Namun, perusahaan baterai asal Tiongkok, Farasis Energy, menghadirkan solusi dengan teknologi baru yang memungkinkan baterai mobil listrik disi lebih cepat. Teknologi baru dari Farasis Energy ini memungkinkan baterai mobil terisi dari 10 hingga 80 persen hanya dalam 8,55 menit.

Cara Kerja Teknologi Baterai Terbaru Farasis Energy
Teknologi ini memanfaatkan pengisian daya ultra-cepat 6C, yang berarti baterai dapat menerima energi enam kali lebih cepat dari laju pengosongannya. Farasis Energy mengoptimalkan desain baterai untuk sistem lithium iron phosphate (LFP) 6C dan lithium ternary 5C. Ini memungkinkan pengisian daya berlangsung jauh lebih cepat tanpa mengorbankan keamanan dan efisiensi.

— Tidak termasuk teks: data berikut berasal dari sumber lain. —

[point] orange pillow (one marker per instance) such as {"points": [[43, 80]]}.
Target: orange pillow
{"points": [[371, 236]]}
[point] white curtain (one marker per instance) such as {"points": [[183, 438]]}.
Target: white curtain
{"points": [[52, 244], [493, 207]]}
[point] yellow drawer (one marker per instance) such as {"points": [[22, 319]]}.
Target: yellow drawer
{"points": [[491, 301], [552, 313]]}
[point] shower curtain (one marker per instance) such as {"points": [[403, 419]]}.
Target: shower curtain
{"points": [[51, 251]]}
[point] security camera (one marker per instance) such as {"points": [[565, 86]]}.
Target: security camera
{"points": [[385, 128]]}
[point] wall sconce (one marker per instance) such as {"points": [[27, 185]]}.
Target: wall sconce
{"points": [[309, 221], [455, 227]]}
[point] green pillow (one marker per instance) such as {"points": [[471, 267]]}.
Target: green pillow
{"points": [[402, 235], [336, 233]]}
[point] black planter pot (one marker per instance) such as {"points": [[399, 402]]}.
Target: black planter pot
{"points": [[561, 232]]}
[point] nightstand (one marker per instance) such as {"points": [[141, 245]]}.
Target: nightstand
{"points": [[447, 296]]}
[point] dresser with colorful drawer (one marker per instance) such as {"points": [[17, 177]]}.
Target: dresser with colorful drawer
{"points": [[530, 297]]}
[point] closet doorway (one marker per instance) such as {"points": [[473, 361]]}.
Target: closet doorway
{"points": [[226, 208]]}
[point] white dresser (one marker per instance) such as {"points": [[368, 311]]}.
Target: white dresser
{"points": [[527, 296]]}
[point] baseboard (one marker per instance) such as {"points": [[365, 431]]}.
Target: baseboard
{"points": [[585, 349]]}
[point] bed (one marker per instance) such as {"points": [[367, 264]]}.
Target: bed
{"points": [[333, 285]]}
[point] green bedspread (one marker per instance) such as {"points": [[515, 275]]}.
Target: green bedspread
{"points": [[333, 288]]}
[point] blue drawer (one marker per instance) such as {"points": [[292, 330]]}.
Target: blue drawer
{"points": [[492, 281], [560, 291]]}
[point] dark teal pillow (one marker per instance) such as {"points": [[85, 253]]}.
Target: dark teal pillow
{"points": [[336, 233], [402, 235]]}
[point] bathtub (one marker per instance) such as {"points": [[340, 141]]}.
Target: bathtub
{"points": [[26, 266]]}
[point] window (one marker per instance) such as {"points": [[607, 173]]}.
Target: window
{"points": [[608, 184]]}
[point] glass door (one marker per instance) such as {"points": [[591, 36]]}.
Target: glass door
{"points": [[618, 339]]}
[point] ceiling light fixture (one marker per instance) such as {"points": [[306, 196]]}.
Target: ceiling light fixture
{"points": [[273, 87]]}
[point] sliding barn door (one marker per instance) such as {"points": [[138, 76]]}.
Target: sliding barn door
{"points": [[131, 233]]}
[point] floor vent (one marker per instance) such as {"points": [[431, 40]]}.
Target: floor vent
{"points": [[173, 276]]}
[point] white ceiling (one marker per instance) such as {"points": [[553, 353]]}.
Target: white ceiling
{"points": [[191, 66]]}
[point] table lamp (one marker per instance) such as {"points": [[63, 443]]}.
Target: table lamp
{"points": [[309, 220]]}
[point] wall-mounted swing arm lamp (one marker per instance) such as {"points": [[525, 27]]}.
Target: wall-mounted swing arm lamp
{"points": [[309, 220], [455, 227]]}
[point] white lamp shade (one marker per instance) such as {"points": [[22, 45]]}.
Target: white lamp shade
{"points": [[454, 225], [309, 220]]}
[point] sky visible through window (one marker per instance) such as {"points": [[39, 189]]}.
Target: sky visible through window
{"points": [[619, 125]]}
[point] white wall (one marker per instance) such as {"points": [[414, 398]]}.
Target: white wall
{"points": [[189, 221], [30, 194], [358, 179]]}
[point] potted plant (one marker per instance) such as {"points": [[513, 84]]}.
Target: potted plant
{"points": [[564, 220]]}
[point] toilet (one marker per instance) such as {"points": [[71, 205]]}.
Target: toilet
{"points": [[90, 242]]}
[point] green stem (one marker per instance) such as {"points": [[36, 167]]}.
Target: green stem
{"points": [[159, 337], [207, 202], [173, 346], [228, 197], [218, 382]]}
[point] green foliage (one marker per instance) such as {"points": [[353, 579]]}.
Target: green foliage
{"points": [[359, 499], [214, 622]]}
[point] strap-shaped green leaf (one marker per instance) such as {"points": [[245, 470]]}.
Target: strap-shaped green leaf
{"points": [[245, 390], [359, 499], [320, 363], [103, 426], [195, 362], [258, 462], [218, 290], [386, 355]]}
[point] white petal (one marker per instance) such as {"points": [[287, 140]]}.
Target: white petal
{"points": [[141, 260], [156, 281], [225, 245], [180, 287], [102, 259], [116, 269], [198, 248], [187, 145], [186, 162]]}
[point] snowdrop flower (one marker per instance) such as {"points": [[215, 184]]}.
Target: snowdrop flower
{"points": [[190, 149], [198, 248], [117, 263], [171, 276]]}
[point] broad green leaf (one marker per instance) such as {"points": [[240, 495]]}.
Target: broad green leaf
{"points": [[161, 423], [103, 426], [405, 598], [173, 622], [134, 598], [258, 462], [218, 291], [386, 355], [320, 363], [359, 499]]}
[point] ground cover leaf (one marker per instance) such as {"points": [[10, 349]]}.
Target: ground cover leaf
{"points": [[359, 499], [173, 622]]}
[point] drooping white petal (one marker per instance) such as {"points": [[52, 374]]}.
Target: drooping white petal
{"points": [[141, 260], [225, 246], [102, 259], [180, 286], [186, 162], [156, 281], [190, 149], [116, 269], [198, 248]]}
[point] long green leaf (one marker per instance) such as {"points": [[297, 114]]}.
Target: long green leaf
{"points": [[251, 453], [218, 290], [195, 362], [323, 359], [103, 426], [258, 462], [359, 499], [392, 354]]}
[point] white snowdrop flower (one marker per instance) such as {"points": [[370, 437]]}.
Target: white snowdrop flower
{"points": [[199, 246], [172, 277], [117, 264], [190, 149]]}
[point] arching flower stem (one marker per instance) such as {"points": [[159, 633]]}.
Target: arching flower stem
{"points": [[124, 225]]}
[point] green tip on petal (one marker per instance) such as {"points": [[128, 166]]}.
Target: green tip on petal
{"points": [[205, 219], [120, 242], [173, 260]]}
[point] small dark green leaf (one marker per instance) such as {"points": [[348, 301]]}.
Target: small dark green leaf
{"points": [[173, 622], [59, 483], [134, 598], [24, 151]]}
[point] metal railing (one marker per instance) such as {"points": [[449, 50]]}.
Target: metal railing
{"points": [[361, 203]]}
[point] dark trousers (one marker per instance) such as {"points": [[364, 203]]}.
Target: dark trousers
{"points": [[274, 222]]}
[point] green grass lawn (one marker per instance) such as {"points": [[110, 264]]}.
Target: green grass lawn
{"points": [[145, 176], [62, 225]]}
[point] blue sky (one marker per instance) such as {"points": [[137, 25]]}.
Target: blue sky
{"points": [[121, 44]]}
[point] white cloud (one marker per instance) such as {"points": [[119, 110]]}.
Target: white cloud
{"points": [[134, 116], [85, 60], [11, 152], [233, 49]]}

Salah satu inovasi yang diterapkan adalah solusi super pouch (SPS), yang meningkatkan area disipasi panas pada baterai LFP 6C dan ternary 5C masing-masing sebesar 4,8 dan 4,0 kali lipat. Dengan begitu, suhu baterai tetap terjaga di bawah 50°C selama proses pengisian daya cepat, tanpa khawatir overheating ataupun isu lain dalam waktu jangka panjang.
Meski menawarkan inovasi canggih, saat ini Farasis Energy masih memiliki pangsa pasar sekitar 0,48 persen di industri baterai Tiongkok. Namun, dengan teknologi baterai dan pengisian ultra-cepat ini, bukan tidak mungkin perusahaan bisa memperluas jangkauan dan bersaing lebih kuat di pasar baterai mobil listrik global.